Federal prosecutors have launched a criminal investigation into two Bear Stearns Cos. mortgage-related hedge funds that collapsed during the summer, according to people familiar with the matter.
The U.S. attorney in Brooklyn has made a request to Bear Stearns for information related to the hedge funds, whose failure cost investors $1.6 billion, said these people. The probe is in the early stages, the people added, and has not generated subpoenas.
The specter of a criminal investigation is clearly bad news for the embattled Wall Street firm, which is already under the microscope by the U.S. Securities and Exchange Commission. Thursday, two weeks after reporting an abysmal third quarter marred by broad declines in their asset-management and fixed-income operations, Bear officials tried to put a positive spin on the firm’s future during an investor gathering at its New York City headquarters.
“Most of our businesses are beginning to rebound,” said Bear Chief Executive James Cayne. Late in New York Stock Exchange trading Thursday, Bear shares closed 0.52% lower, at $127.61.
Bear’s two funds, the High-Grade Structured Credit Strategies fund and a riskier sister vehicle known as the High-Grade Structured Credit Strategies Enhanced Leverage Fund, were launched in 2003 and 2006 respectively and managed by Ralph Cioffi, a former Bear mortgage salesman.
Until this past spring, the funds had enjoyed a series of up quarters.
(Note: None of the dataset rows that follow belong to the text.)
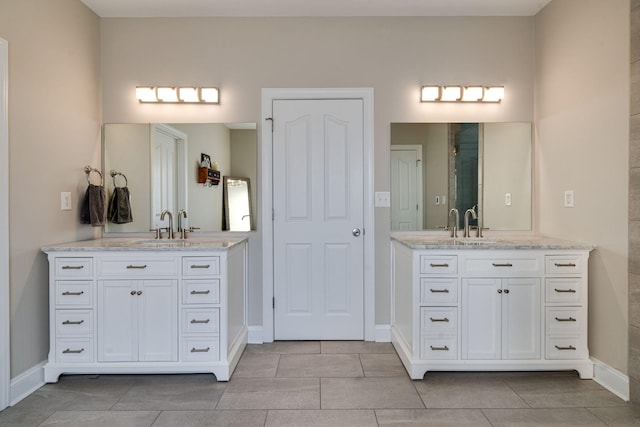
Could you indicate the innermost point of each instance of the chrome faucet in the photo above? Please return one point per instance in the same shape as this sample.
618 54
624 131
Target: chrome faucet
181 229
467 232
454 229
170 227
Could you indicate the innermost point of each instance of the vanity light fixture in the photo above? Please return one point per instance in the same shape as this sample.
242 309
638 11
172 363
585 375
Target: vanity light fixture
457 93
178 95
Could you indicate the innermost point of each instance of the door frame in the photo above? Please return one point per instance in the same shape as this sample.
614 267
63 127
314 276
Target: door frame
419 179
268 96
5 306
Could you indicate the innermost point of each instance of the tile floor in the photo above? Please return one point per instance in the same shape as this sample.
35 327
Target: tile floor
325 383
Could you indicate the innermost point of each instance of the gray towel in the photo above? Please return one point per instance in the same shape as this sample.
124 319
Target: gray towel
93 206
120 206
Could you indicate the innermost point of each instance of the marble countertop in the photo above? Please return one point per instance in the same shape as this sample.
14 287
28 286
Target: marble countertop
144 244
490 243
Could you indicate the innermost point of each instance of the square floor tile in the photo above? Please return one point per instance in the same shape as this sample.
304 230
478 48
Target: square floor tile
382 365
257 365
356 347
458 390
618 416
215 418
101 419
322 418
432 417
550 417
369 393
172 392
271 393
319 365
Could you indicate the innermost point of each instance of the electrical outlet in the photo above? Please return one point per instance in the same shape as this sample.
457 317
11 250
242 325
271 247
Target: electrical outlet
569 199
382 199
65 201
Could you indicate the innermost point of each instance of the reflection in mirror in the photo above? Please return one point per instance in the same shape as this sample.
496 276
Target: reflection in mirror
161 163
439 166
237 204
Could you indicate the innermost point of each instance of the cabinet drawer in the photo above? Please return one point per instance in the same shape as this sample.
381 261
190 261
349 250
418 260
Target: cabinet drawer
201 349
564 319
503 266
570 346
563 264
74 350
439 320
445 264
201 291
78 268
203 320
438 290
137 267
74 294
74 322
564 291
201 266
438 348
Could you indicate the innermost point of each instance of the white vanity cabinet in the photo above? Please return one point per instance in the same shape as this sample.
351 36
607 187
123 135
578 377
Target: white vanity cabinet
132 309
505 306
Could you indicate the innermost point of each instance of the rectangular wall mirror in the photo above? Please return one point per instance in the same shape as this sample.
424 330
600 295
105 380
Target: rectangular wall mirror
161 163
439 166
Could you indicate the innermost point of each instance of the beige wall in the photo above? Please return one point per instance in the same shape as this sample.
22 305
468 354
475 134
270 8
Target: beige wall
392 55
582 115
54 131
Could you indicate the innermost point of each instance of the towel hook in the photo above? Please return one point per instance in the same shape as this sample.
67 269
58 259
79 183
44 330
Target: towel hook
115 173
88 170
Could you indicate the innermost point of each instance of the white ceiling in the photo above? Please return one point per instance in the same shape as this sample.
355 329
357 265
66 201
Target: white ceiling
246 8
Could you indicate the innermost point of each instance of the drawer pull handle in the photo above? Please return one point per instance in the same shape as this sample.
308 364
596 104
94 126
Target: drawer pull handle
570 291
565 348
66 293
567 319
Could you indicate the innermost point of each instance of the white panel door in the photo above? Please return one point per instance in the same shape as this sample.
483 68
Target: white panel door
521 318
158 320
318 216
406 177
481 318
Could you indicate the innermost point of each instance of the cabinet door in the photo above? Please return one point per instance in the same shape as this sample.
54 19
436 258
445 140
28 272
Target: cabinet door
521 318
117 325
481 313
158 320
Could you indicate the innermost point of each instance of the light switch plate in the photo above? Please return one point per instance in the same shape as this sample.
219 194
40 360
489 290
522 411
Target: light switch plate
569 199
65 201
382 199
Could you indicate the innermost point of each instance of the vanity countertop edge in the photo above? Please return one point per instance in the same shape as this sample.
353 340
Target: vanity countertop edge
498 243
153 245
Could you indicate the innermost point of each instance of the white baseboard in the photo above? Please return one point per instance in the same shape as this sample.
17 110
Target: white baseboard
611 379
383 333
255 335
26 383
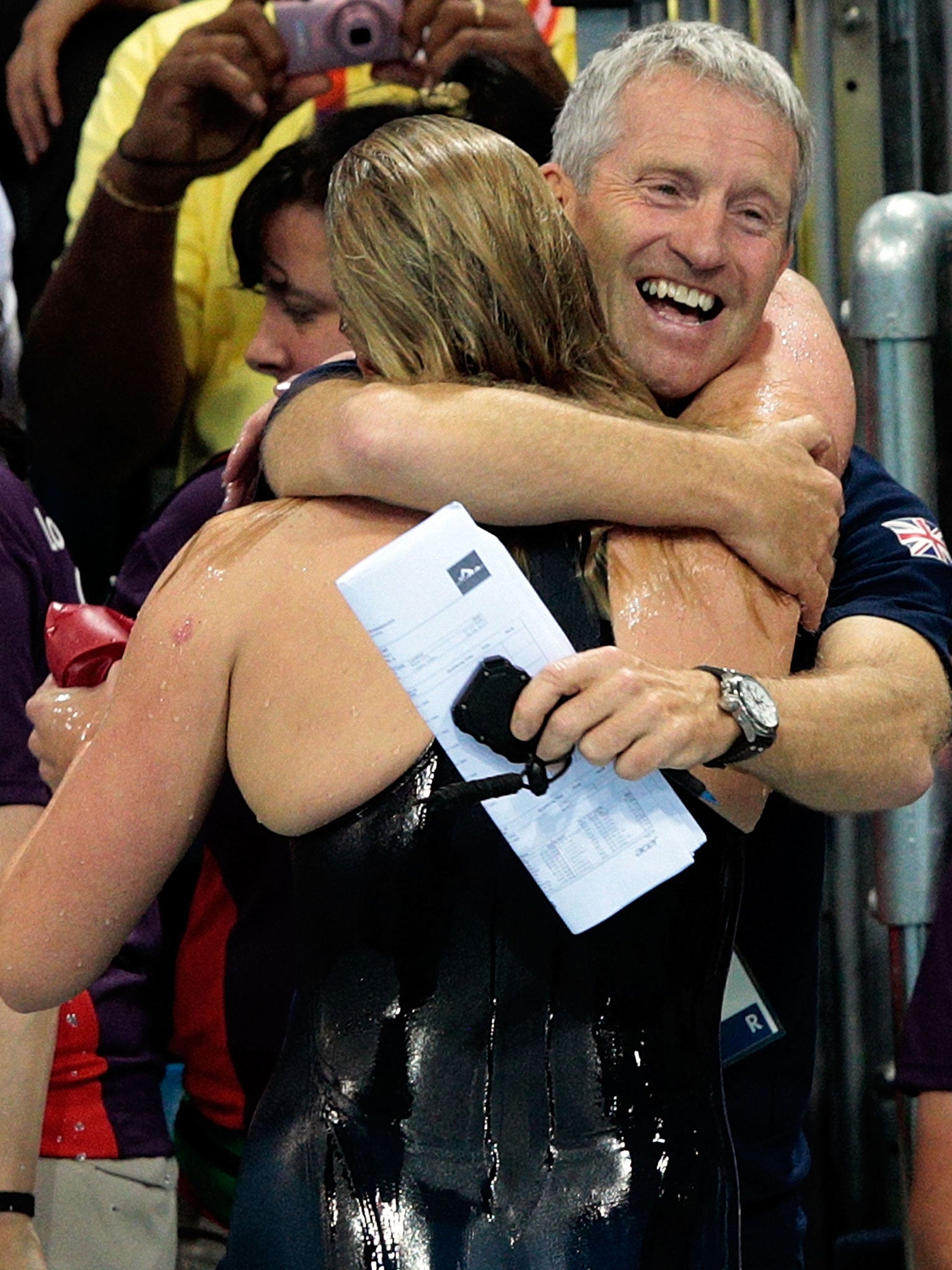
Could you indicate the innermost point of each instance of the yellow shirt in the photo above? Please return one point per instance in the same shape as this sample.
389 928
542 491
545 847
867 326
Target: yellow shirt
216 316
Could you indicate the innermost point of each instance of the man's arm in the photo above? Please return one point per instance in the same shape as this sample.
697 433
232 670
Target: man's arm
931 1202
103 371
862 729
857 734
25 1055
524 459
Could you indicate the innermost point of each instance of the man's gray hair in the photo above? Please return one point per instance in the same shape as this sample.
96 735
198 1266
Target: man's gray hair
588 126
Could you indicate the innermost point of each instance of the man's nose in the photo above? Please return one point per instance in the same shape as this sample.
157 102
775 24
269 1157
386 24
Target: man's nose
267 352
700 236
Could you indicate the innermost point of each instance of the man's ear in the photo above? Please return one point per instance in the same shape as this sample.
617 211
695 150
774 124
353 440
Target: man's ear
785 263
563 187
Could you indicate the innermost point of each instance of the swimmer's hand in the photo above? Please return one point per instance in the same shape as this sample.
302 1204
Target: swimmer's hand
625 711
783 510
64 719
244 464
19 1245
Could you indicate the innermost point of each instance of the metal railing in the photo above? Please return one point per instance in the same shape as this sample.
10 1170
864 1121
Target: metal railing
902 246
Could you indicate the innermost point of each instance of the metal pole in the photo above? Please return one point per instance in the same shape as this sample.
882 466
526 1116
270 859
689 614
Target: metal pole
847 925
645 13
596 30
777 30
816 33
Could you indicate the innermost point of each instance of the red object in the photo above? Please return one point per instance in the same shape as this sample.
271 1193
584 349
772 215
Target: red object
83 642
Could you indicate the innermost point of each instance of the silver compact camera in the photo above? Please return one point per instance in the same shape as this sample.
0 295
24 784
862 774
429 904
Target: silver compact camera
324 35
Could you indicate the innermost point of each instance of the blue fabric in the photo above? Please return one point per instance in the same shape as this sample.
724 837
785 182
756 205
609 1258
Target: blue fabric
780 916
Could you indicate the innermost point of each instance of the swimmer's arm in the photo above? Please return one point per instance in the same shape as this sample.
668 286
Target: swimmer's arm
857 734
526 459
130 803
861 730
931 1202
25 1057
795 365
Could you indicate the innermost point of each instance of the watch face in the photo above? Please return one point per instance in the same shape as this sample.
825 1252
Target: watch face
758 704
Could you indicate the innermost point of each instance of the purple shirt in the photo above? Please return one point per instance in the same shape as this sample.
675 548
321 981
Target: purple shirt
104 1096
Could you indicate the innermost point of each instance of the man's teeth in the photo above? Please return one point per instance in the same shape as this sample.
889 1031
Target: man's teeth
677 291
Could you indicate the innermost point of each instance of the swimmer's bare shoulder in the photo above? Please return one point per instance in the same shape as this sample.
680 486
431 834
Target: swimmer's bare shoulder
316 722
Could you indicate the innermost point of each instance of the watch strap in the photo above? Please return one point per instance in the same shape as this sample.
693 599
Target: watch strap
744 747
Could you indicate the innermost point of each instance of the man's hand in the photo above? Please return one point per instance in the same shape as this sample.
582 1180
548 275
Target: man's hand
32 83
19 1246
244 464
63 721
447 30
32 87
208 104
783 511
625 711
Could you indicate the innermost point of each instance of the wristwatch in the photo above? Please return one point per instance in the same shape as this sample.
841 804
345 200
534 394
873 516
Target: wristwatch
753 709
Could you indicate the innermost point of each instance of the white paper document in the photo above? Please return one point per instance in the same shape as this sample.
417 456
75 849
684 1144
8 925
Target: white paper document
437 601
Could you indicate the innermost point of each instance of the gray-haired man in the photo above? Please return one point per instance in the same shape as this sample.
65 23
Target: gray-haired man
682 158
But when the market for subprime home loans, which catered to weak borrowers, turned south, so did many of the funds’ holdings.
After protracted performance declines and margin calls from Wall Street lenders that could not be met, the funds were shuttered in July. It was around that time that federal prosecutors in Brooklyn took an interest in the matter, said one of the people familiar with the matter.